Ratings agencies have said that a bond repayment that materially disadvantages bondholders would be considered a default. Key details, such as interest rates and any collateral provisions, are lacking from what Germany has proposed, but it is hard to see how bondholders could agree to an extension at the lower rates that were current several years ago, given the clear risk of default. Higher rates that markets are demanding now to compensate for the added risk are what have made it impossible for Greece to borrow.
"No credit event," Trichet repeated at his monthly news conference Thursday when asked about the German demand, using the technical term for a default ruling by credit agencies. Anything that brings that on would be "an enormous mistake," he said.
The euro slid in the wake of his remarks and uncompromising tone.
The banks says that any kind of default could worsen the financial crisis and spread more market turmoil. Greece, Portugal and Ireland have all been bailed out by the European Union and the International Monetary Fund after bond markets refused to lend them more money at less than exorbitant interest rates.
Schaeuble said that he took the ECB's warnings "very seriously." He said a group of officials from the IMF, ECB and the European Union's executive Commission would work to find the "fine line between quantifiable participation by the private sector and avoiding negative consequences on financial markets."
He said a solution would have to be supported by the ECB.
Yet ratings agencies have made clear that it will be difficult to craft a change in the terms of Greece's debt that does not lead to a ruling of default. Key elements are whether any change costs bond holders money, not just in lost principal but in foregoing higher rates of interest as well.

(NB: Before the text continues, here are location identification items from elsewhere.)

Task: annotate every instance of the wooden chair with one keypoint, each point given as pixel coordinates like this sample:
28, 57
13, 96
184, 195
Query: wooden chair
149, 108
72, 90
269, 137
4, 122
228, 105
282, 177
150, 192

A default rating on Greece would put the ECB, and Greek banks, in a very tough spot, since the ECB says it will in that case no longer take Greek government bonds as collateral for emergency loans to banks. That could bring down Greece's banks — a catastrophic outcome that has economists openly dismissing the possibility that the bank would carry through on its threat.
Some analysts think that, by not ruling out a voluntary debt exchange or rollover, the ECB is subtly leaving itself room in case it has to retreat.